How is high blood pressure diagnosed?
Routinely having your blood pressure measured and monitoring for elevations above the normal range is the most effective method for diagnosing hypertension before it causes severe health complications. A blood pressure cuff monitors systolic and diastolic blood pressure. A reading of blood pressure contains the systolic value first, followed by the diastolic number.
Normal blood pressure is less than 120/80 mm Hg. However, the new American Heart Association recommended goal for adults is now less than 130/80 mmHg, with systolic values of between 120-129 considered to be elevated. If your levels are slightly over normal in either systolic or diastolic numbers, your healthcare practitioner may diagnose you with hypertension. If your blood pressure readings increase to 130-139/80-89, you enter stage 1 and subsequently stage 2 of hypertension when systolic is at least 140 and diastolic is at least 90.
How can people stop or treat high blood pressure?
Patients who are at risk of getting high blood pressure can start taking steps today to lower their risk. This will help them avoid high blood pressure and the health problems that usually come with it, like damage to the arteries, brain, and heart. Adding more healthy foods to your diet is a simple way to do this. People are encouraged to work up to eating ten fruits and vegetables every day, especially greens that are good for the heart. Also, it’s a good idea to cut back on red meat and packaged sugar-sweetened foods. Patients who are overweight or obese are encouraged to set weight loss goals that are realistic and easy to fit into their daily lives.
This will lower their risk of hypertension.
But the best way to avoid hypertension and any health problems that might come with it is to catch it as soon as possible. And the first step to doing this is to have your blood pressure checked regularly by a doctor or other medical professional. Most of the time, a person’s primary care doctor will take their blood pressure as part of their annual physical exam. After age 18, patients should ask for a blood pressure reading at least once every two years. Patients over the age of 40 or high-risk patients between the ages of 18 and 39 should ask their doctors to check their blood pressure once a year. But people who have already been diagnosed with high blood pressure or who are at a high risk of getting other heart diseases should have their blood pressure checked more often.
Patients can also use blood pressure cuffs at home or public blood pressure machines, which are most often found in pharmacies, to check their blood pressure. Still, there are some problems with these ways. Readings of blood pressure depend a lot on how well the cuffs fit and how well the machines are run.
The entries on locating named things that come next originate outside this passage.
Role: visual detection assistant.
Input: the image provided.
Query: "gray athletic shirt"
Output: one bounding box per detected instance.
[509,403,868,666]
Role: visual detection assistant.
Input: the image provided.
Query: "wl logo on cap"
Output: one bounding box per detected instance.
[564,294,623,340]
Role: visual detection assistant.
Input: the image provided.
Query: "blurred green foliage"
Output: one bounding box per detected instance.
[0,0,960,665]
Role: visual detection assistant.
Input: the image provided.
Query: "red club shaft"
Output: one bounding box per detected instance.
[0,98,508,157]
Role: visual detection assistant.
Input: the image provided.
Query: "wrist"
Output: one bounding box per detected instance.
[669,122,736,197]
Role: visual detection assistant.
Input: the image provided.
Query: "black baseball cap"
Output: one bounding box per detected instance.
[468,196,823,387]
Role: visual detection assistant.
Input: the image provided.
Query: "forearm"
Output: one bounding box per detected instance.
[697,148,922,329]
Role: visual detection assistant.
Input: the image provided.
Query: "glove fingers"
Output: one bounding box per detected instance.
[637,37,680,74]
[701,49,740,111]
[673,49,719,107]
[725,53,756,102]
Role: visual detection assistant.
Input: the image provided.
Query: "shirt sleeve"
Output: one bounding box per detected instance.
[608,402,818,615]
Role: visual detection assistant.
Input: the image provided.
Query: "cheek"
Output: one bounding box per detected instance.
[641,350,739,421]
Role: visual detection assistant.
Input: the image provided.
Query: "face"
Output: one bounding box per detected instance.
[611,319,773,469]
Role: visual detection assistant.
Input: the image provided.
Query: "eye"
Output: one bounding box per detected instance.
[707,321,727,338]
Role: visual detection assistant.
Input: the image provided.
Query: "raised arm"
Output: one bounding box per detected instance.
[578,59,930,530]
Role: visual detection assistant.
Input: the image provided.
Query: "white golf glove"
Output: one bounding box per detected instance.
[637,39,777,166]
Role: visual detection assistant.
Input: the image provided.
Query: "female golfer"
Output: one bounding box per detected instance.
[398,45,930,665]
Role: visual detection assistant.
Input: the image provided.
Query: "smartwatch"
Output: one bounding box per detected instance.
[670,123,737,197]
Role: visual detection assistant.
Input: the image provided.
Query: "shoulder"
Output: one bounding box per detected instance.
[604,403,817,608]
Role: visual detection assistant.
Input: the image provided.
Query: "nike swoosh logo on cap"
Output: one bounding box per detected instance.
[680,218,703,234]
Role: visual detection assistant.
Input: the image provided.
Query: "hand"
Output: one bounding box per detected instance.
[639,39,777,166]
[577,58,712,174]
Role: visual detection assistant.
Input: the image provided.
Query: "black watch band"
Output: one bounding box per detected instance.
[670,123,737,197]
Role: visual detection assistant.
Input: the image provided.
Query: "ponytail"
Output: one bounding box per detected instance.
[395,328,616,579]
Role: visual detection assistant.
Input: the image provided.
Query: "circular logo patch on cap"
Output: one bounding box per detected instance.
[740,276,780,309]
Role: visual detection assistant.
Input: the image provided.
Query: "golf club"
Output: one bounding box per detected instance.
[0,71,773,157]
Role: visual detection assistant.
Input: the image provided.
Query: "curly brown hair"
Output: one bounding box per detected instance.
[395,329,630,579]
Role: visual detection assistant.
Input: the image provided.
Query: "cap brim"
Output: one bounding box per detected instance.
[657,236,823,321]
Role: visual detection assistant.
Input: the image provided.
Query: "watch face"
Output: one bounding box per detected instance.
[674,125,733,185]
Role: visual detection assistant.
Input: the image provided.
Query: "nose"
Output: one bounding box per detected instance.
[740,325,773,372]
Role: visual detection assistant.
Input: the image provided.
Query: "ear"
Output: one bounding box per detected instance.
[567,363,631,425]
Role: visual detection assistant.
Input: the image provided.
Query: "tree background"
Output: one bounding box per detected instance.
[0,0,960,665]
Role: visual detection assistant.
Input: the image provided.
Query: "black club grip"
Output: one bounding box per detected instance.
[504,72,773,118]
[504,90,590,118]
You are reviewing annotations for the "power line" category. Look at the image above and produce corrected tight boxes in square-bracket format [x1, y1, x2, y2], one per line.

Primary high blood pressure is usually a silent disease that develops over years or even decades and seems to come out of nowhere. Having high blood pressure can be caused by many things in the environment, in your genes, and in your body. People who want to avoid or treat high blood pressure shouldn’t try to do everything on their own. This is true whether they are trying to lose weight, eat more fruits and vegetables, or take prescription medications. Dr. Chang has helped thousands of patients in Singapore and overseas. He has a lot of knowledge about the many ways to lower high blood pressure. he is very knowledgeable and has a lot of experience with how to treat different kinds of cases, whether they are simple or complicated. He will work with you to make a treatment plan that fits your health profile.
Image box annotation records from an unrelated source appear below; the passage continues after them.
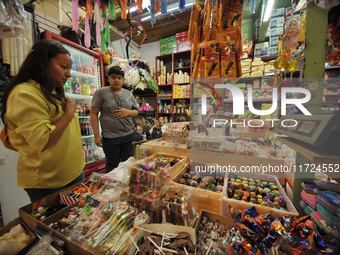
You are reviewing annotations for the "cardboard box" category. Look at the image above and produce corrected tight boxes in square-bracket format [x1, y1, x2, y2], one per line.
[271, 7, 285, 18]
[269, 27, 283, 37]
[195, 210, 235, 232]
[171, 164, 222, 213]
[261, 104, 279, 120]
[253, 42, 268, 57]
[128, 224, 196, 255]
[221, 172, 299, 217]
[177, 37, 192, 52]
[204, 41, 221, 78]
[20, 211, 92, 255]
[269, 35, 279, 48]
[19, 182, 82, 226]
[0, 217, 39, 255]
[269, 46, 277, 56]
[269, 17, 285, 29]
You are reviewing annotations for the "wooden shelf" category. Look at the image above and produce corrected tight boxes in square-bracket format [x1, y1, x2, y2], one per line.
[277, 137, 340, 164]
[174, 66, 191, 71]
[174, 82, 190, 85]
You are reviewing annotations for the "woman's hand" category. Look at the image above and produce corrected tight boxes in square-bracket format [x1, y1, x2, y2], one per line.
[113, 107, 131, 119]
[94, 135, 103, 147]
[63, 97, 77, 119]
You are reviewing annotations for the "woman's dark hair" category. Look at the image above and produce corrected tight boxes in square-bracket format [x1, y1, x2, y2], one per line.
[107, 66, 124, 78]
[0, 39, 71, 124]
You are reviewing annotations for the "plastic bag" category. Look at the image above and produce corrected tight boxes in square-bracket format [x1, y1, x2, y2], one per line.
[0, 0, 27, 39]
[314, 0, 340, 9]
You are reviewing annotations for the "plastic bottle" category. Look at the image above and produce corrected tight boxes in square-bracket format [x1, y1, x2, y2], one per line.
[87, 145, 93, 162]
[73, 78, 81, 95]
[92, 143, 99, 160]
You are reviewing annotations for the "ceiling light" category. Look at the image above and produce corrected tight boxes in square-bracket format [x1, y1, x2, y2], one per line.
[140, 0, 194, 21]
[262, 0, 274, 22]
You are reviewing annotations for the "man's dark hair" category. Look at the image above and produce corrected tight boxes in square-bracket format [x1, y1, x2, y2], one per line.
[107, 66, 124, 78]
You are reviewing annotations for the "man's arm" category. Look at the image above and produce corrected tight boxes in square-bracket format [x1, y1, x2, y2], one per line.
[90, 106, 103, 147]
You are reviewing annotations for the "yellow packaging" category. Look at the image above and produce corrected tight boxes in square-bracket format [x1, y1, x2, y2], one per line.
[221, 42, 237, 78]
[204, 40, 221, 78]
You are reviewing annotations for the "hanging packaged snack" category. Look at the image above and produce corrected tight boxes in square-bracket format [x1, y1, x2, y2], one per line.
[221, 41, 237, 78]
[223, 5, 242, 31]
[188, 0, 202, 44]
[204, 40, 221, 78]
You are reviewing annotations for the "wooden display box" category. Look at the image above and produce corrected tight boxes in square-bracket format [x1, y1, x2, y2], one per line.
[21, 209, 92, 255]
[233, 131, 266, 138]
[221, 173, 299, 217]
[171, 164, 223, 214]
[0, 217, 39, 255]
[19, 182, 82, 226]
[195, 210, 235, 232]
[128, 224, 196, 255]
[141, 139, 190, 159]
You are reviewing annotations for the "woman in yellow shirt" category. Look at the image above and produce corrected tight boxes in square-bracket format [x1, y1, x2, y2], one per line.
[0, 40, 85, 201]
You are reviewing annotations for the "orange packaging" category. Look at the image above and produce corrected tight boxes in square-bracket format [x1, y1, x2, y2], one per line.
[204, 40, 221, 78]
[221, 42, 237, 78]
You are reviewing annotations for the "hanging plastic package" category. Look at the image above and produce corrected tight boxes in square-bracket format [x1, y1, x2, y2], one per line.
[0, 0, 28, 39]
[72, 0, 79, 33]
[314, 0, 340, 9]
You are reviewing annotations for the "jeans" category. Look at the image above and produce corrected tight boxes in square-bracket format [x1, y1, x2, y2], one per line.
[24, 172, 85, 202]
[103, 133, 135, 173]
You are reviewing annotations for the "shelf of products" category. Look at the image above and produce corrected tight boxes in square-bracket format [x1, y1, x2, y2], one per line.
[156, 51, 192, 122]
[277, 137, 340, 164]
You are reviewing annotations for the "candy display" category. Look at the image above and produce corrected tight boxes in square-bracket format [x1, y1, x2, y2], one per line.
[197, 207, 340, 255]
[0, 224, 31, 255]
[227, 173, 287, 211]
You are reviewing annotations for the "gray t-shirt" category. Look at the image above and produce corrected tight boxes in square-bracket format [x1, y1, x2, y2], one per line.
[91, 87, 139, 138]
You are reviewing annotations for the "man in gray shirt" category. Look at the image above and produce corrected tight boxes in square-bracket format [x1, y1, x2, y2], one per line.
[91, 66, 139, 172]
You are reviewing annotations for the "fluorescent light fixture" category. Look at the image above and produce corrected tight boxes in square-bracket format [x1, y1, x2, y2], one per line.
[262, 0, 274, 22]
[141, 0, 194, 21]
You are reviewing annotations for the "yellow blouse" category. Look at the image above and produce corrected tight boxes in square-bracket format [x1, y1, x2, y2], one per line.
[6, 80, 85, 189]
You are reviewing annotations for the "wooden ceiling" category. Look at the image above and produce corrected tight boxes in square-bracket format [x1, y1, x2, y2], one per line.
[110, 3, 192, 44]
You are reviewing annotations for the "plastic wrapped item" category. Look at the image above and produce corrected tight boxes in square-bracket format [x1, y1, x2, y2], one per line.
[0, 0, 27, 39]
[316, 179, 340, 192]
[314, 0, 340, 9]
[26, 234, 64, 255]
[301, 191, 318, 209]
[317, 191, 340, 215]
[269, 236, 318, 255]
[301, 182, 316, 194]
[316, 203, 340, 226]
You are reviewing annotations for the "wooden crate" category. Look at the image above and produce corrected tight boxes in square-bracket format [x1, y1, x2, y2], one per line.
[171, 162, 222, 214]
[221, 173, 299, 217]
[0, 218, 39, 255]
[233, 131, 266, 138]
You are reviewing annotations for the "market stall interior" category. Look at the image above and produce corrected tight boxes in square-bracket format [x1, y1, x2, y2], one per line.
[0, 0, 340, 255]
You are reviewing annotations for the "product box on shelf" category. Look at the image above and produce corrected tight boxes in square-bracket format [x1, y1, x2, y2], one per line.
[269, 16, 285, 29]
[21, 206, 92, 255]
[254, 42, 268, 57]
[128, 224, 196, 255]
[195, 210, 235, 231]
[167, 186, 199, 227]
[221, 172, 299, 217]
[0, 218, 39, 255]
[171, 162, 222, 213]
[19, 182, 81, 226]
[271, 7, 285, 18]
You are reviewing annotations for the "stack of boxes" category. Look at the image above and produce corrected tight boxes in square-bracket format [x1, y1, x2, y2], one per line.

What therapy alternatives are available for hypertension?
In the early stages, lifestyle modifications can have a significant impact on decreasing blood pressure. Your doctor may advise you to reduce your salt consumption and make healthier eating choices. They may also suggest increasing physical activity, reducing alcohol use, stopping smoking, and adopt stress-reducing practices. In addition to maintaining healthy lifestyle behaviors, the doctor may prescribe medications such as diuretics, beta-blockers, or ACE inhibitors to help you regulate your blood pressure.